The investigatory stop of defendant’s vehicle was lawful based upon the information that one of the Troopers had received on his police radio about a theft of gasoline involving a vehicle matching the description of the automobile being operated by defendant. That Trooper’s initial approach and inquiry, to seek the identity of the driver and to request his license and registration, were permissible and reasonable in furtherance of that stop (see, People v Alexander, 189 AD2d 189, 194). Absent a "founded suspicion” of criminal activity, however, the police may not proceed to the next level of confrontation, the "common-law inquiry”, which involves "invasive questioning” focusing on the "possible criminality” of the subject (People v Hollman, 79 NY2d 181, 191, 192). The justification for the Troopers’ initial detention of defendant had not been exhausted at the time that the Troopers developed a founded suspicion to ask defendant questions unrelated to the gas larceny and, ultimately, for consent to search defendant’s vehicle. The Troopers were properly holding defendant for a show-up identification by the gas station attendant for defendant’s suspected gas larceny. Unlike the Troopers in People v Banks (85 NY2d 558), who had exhausted their initial justification for detaining the defendant and needed reasonable suspicion for continued detention, the Troopers in this case legally detained defendant and needed only founded suspicion to make further inquiries of him (see, People v Sora, 176 AD2d 1172, 1173, lv denied 79 NY2d 864).

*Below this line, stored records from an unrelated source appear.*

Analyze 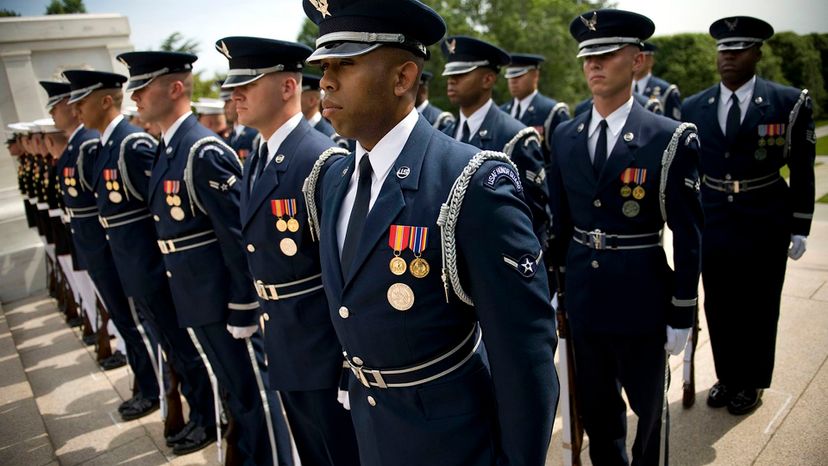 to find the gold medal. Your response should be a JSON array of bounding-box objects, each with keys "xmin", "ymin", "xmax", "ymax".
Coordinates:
[
  {"xmin": 279, "ymin": 238, "xmax": 299, "ymax": 256},
  {"xmin": 621, "ymin": 185, "xmax": 632, "ymax": 197},
  {"xmin": 388, "ymin": 256, "xmax": 407, "ymax": 275},
  {"xmin": 288, "ymin": 218, "xmax": 299, "ymax": 233},
  {"xmin": 633, "ymin": 186, "xmax": 647, "ymax": 201},
  {"xmin": 386, "ymin": 283, "xmax": 414, "ymax": 311},
  {"xmin": 409, "ymin": 257, "xmax": 431, "ymax": 278},
  {"xmin": 621, "ymin": 201, "xmax": 641, "ymax": 218},
  {"xmin": 170, "ymin": 207, "xmax": 184, "ymax": 222}
]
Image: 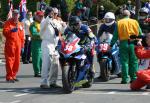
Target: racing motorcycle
[98,32,121,81]
[59,33,93,93]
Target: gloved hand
[11,28,18,32]
[95,45,100,54]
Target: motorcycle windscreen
[100,32,113,43]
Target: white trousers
[41,40,60,85]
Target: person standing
[22,11,33,64]
[37,0,47,12]
[110,10,142,84]
[3,9,24,83]
[40,7,60,88]
[29,11,44,77]
[53,8,67,34]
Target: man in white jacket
[40,7,60,88]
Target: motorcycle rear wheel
[62,66,76,93]
[99,59,111,81]
[82,67,94,88]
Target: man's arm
[135,46,150,59]
[110,26,118,47]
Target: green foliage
[99,0,117,12]
[110,0,127,6]
[66,0,75,13]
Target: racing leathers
[64,24,95,75]
[96,22,120,78]
[130,46,150,90]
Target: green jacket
[29,22,41,40]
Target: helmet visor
[104,18,114,23]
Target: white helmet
[139,7,149,19]
[139,7,149,14]
[53,8,58,14]
[104,12,115,26]
[104,12,115,20]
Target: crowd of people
[0,0,150,90]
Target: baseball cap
[53,8,58,14]
[13,9,19,14]
[35,11,44,16]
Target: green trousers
[31,40,42,74]
[119,41,138,82]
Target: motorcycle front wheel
[62,66,76,93]
[99,59,111,81]
[82,67,94,88]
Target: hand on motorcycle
[108,45,112,51]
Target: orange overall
[3,19,24,80]
[130,46,150,90]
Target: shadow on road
[0,87,69,95]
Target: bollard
[88,17,98,36]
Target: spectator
[145,0,150,14]
[37,0,47,11]
[53,8,67,34]
[138,7,150,33]
[96,12,120,79]
[40,7,60,88]
[98,5,106,20]
[130,33,150,90]
[110,10,142,84]
[30,11,44,77]
[3,9,24,83]
[75,0,85,20]
[126,0,134,11]
[84,0,93,19]
[22,11,33,64]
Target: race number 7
[64,45,73,51]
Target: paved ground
[0,25,150,103]
[0,62,150,103]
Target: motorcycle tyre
[62,66,75,94]
[82,66,94,88]
[99,59,111,82]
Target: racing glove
[11,28,18,32]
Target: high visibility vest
[117,18,139,40]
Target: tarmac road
[0,58,150,103]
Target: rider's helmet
[139,7,149,20]
[69,16,81,32]
[104,12,115,26]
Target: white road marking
[0,89,14,92]
[14,93,29,97]
[107,91,116,94]
[142,92,149,95]
[0,100,21,103]
[9,100,21,103]
[73,91,150,96]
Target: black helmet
[45,7,53,17]
[69,16,81,31]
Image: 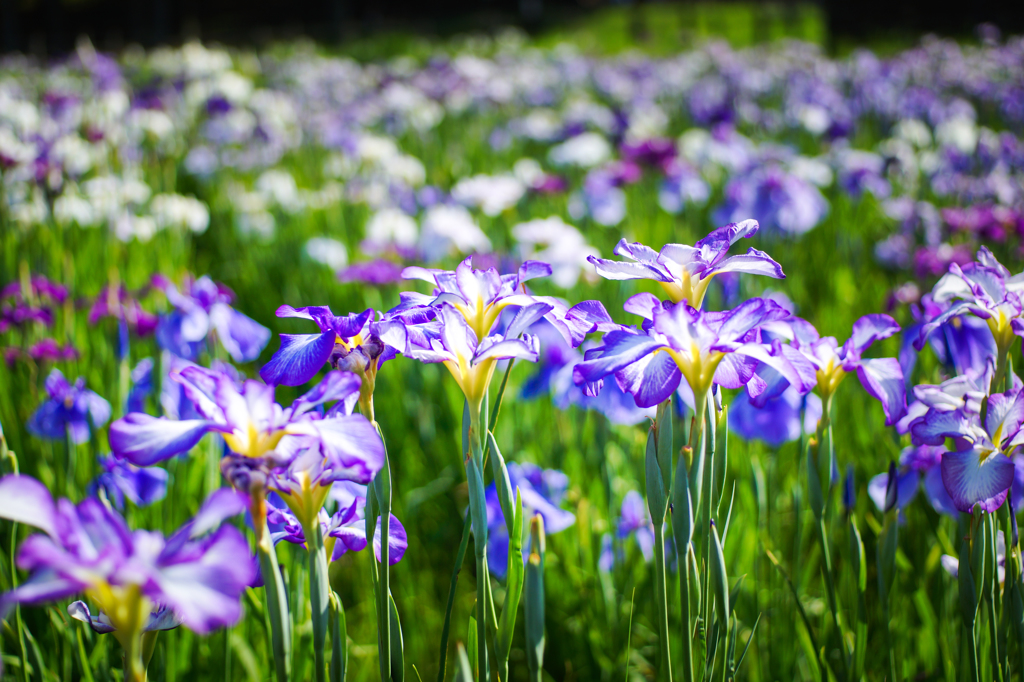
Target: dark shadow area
[0,0,1024,56]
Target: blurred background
[0,0,1024,56]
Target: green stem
[676,547,693,682]
[331,593,348,682]
[303,521,331,682]
[256,531,292,682]
[654,522,672,682]
[437,518,473,682]
[466,425,490,681]
[817,517,850,679]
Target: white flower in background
[512,216,600,289]
[452,173,526,216]
[0,126,36,166]
[626,102,669,142]
[512,159,547,187]
[935,116,978,154]
[304,237,348,270]
[381,154,427,187]
[150,194,210,233]
[790,156,833,187]
[256,168,304,213]
[53,187,100,227]
[128,109,174,141]
[51,133,94,177]
[893,119,932,150]
[361,208,420,255]
[420,204,490,262]
[512,109,562,142]
[548,132,611,168]
[227,182,274,238]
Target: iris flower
[154,275,270,363]
[914,247,1024,381]
[778,314,906,426]
[267,481,409,566]
[393,258,611,424]
[0,475,256,681]
[260,305,409,419]
[485,462,575,578]
[588,220,785,308]
[909,378,1024,512]
[28,370,111,443]
[574,294,806,405]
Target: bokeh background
[0,0,1024,682]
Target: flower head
[28,370,111,443]
[154,275,270,363]
[0,476,256,641]
[588,220,785,308]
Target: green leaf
[524,514,546,682]
[487,431,515,538]
[387,595,406,682]
[654,395,673,492]
[644,428,668,524]
[498,488,526,659]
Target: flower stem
[654,520,672,682]
[256,535,292,682]
[303,521,331,682]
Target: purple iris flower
[768,314,906,426]
[0,476,255,637]
[154,275,270,363]
[484,462,575,578]
[729,386,821,447]
[28,370,111,443]
[519,321,654,425]
[617,491,654,561]
[126,357,154,412]
[87,455,167,509]
[714,165,828,235]
[89,286,160,336]
[110,366,384,483]
[267,481,409,566]
[587,220,785,308]
[909,377,1024,512]
[260,305,406,393]
[867,445,958,520]
[392,258,611,415]
[68,601,181,635]
[914,247,1024,357]
[899,294,997,382]
[573,294,809,408]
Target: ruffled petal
[110,412,210,466]
[259,332,336,386]
[941,450,1014,513]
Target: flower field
[0,10,1024,682]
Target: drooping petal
[210,303,270,363]
[188,487,249,539]
[0,474,57,538]
[614,352,683,408]
[925,462,958,517]
[68,601,114,635]
[941,450,1014,512]
[374,514,409,566]
[572,330,663,384]
[154,525,255,635]
[259,331,336,386]
[110,412,210,466]
[857,357,906,426]
[701,247,785,280]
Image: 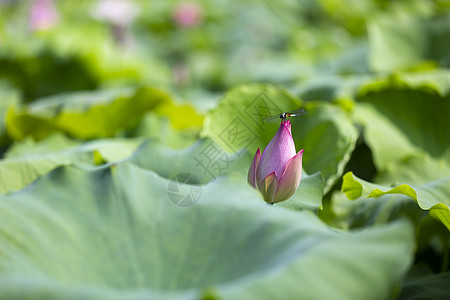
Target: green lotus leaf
[202,85,357,191]
[129,139,324,213]
[292,102,358,192]
[368,14,450,71]
[354,72,450,182]
[0,82,20,146]
[398,265,450,300]
[0,163,414,299]
[341,172,450,230]
[7,87,203,140]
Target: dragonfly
[263,108,308,123]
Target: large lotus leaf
[129,139,252,184]
[0,163,414,299]
[0,86,20,146]
[354,74,450,179]
[0,135,142,194]
[376,151,450,185]
[292,102,358,191]
[369,14,450,71]
[294,75,372,101]
[398,265,450,300]
[129,139,324,212]
[341,172,450,230]
[203,85,357,191]
[7,87,203,140]
[202,85,300,154]
[131,111,200,149]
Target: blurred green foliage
[0,0,450,299]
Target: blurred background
[0,0,450,103]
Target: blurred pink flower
[29,0,59,31]
[248,120,303,203]
[173,2,203,27]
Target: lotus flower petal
[274,150,303,203]
[247,148,261,188]
[261,172,278,203]
[256,120,296,189]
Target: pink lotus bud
[29,0,59,31]
[92,0,139,27]
[173,2,203,28]
[248,120,303,203]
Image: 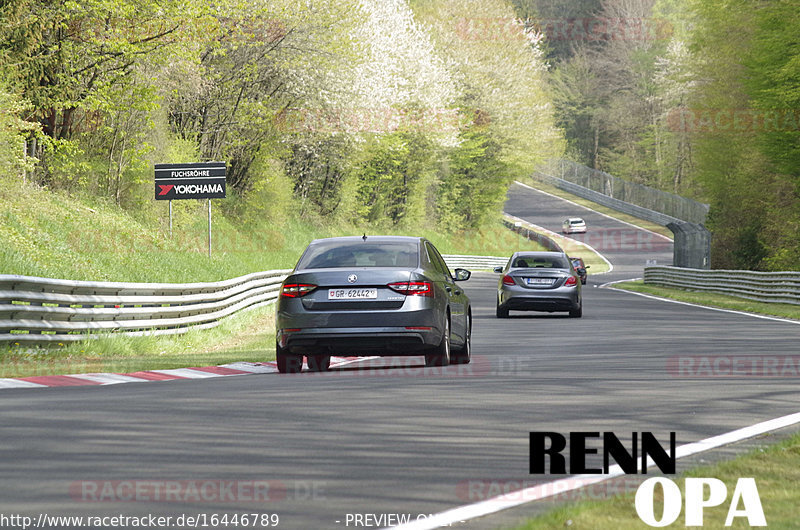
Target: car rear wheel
[306,355,331,372]
[450,316,472,364]
[275,344,303,374]
[425,316,450,366]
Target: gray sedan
[494,252,583,318]
[275,235,472,373]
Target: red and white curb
[0,357,367,390]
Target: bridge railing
[644,267,800,305]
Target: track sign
[155,162,225,201]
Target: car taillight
[387,282,433,297]
[281,283,317,298]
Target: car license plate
[525,278,554,285]
[328,289,378,300]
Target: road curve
[0,187,798,529]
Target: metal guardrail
[502,218,563,252]
[0,270,290,343]
[644,267,800,305]
[442,254,511,271]
[541,159,709,226]
[533,171,681,226]
[0,255,508,344]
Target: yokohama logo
[158,184,223,197]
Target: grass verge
[520,177,674,239]
[516,428,800,530]
[0,182,541,377]
[614,280,800,320]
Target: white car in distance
[561,217,586,234]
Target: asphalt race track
[0,186,800,529]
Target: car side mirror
[453,269,472,282]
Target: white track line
[600,278,800,324]
[514,180,672,241]
[150,368,220,379]
[393,413,800,530]
[504,212,616,276]
[69,373,155,385]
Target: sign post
[155,162,226,258]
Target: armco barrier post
[667,222,711,269]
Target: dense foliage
[0,0,800,269]
[0,0,560,236]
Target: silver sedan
[275,235,472,373]
[494,252,583,318]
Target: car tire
[275,343,303,374]
[450,315,472,364]
[425,315,450,366]
[306,355,331,372]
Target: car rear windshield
[297,241,419,269]
[511,256,569,269]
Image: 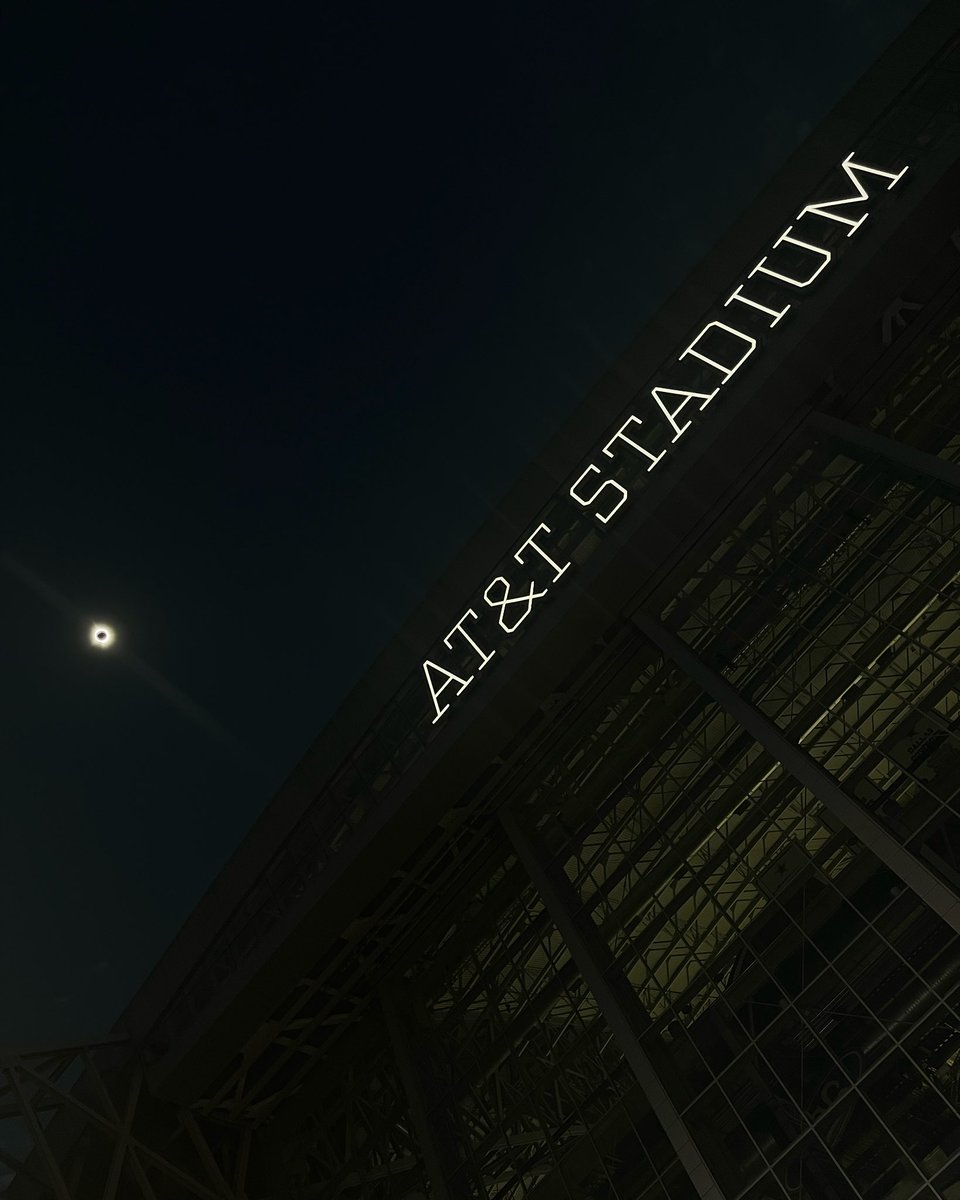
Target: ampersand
[484,575,547,634]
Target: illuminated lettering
[746,226,833,288]
[568,463,628,524]
[484,575,547,634]
[424,659,473,725]
[604,416,666,470]
[514,524,570,583]
[424,155,907,724]
[650,388,720,442]
[724,284,790,329]
[797,154,907,238]
[679,320,757,384]
[443,608,497,671]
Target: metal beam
[380,985,473,1200]
[632,612,960,932]
[809,413,960,497]
[500,810,724,1200]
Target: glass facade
[254,322,960,1200]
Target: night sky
[0,0,923,1044]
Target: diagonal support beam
[500,810,725,1200]
[809,413,960,499]
[632,612,960,932]
[7,1063,72,1200]
[380,984,473,1200]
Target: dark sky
[0,0,922,1044]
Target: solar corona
[9,9,960,1200]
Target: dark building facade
[0,4,960,1200]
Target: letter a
[424,659,473,725]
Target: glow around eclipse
[90,624,116,650]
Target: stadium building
[0,2,960,1200]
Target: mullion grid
[865,318,960,462]
[652,816,960,1194]
[439,902,672,1200]
[662,448,960,883]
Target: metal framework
[9,16,960,1200]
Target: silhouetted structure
[2,4,960,1200]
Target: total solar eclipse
[90,624,116,650]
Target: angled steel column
[809,413,960,498]
[632,612,960,932]
[500,811,725,1200]
[380,988,473,1200]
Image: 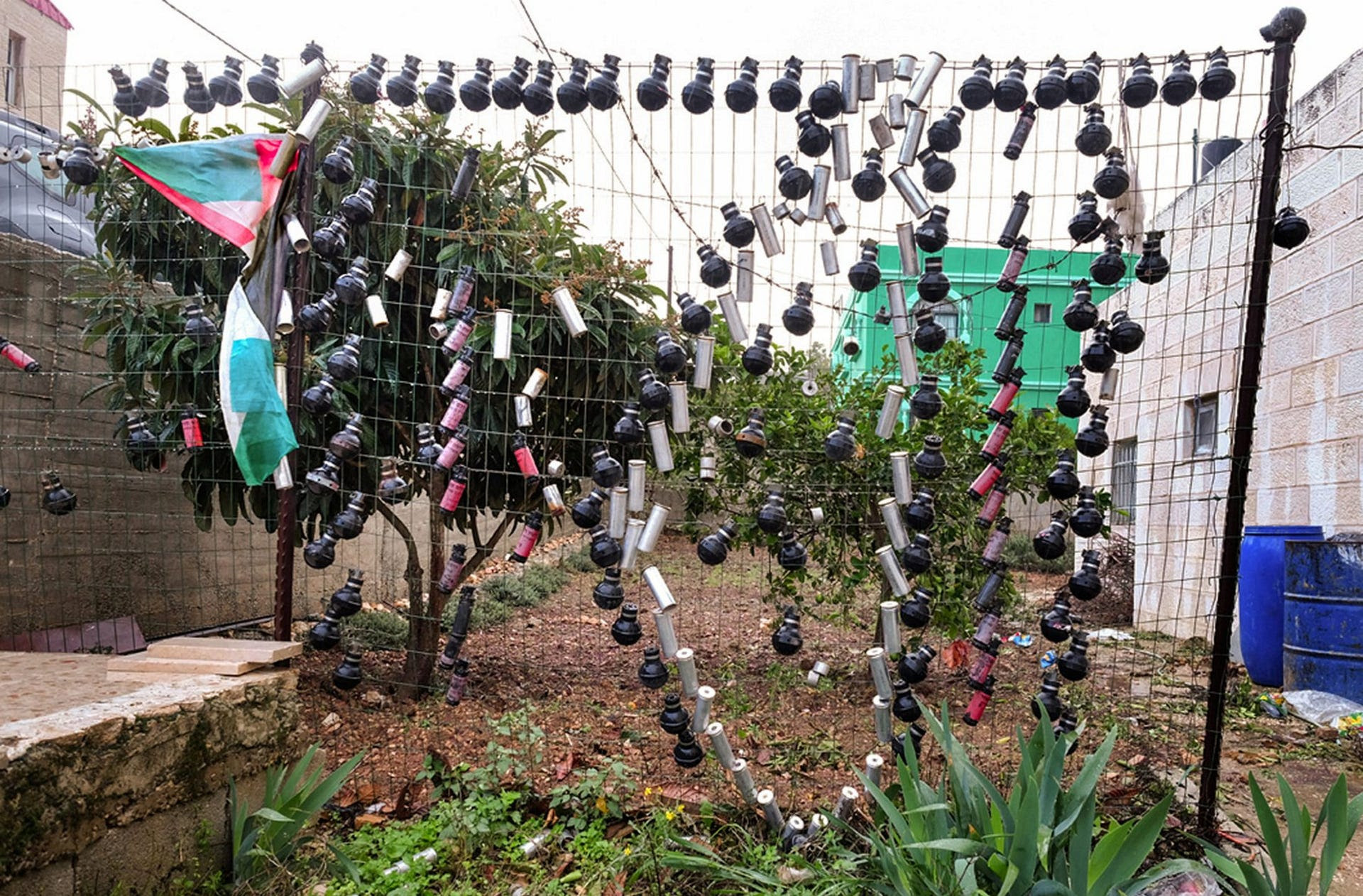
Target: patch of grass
[705,562,766,588]
[443,563,572,631]
[559,544,597,573]
[720,682,752,716]
[767,732,849,772]
[762,663,804,697]
[342,610,409,650]
[469,600,515,631]
[1003,533,1074,573]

An officer’s request for consent to search a stopped vehicle must likewise be justified by a founded suspicion that criminal activity is afoot (see, People v Carter, 199 AD2d 817, 819). We conclude that the request by the Troopers to search defendant’s car was justified by their founded suspicion that criminal activity was afoot based upon defendant’s illogical and suspicious responses to their initial inquiries (see, People v Battaglia, 206 AD2d 916, 917, affd 86 NY2d 755). In addition, although defendant testified at the suppression hearing that he did not consent to the search of his vehicle, one of the Troopers testi*934fied that defendant did consent to the search. The issue was one of credibility and the court expressly found defendant’s testimony to be less credible than that of the Trooper. Thus, the court properly denied the motion of defendant to suppress both his oral statements to the police as well as the drugs found in the trunk of his automobile.
The sentence, which was agreed upon as part of defendant’s plea, is not unduly harsh or severe (see, People v Kohler, 147 AD2d 937, lv denied 73 NY2d 1017). (Appeal from Judgment of Oneida County Court, Merrell, J.—Criminal Possession Controlled Substance, 2nd Degree.) Present—Green, J. P., Lawton, Callahan, Balio and Boehm, JJ.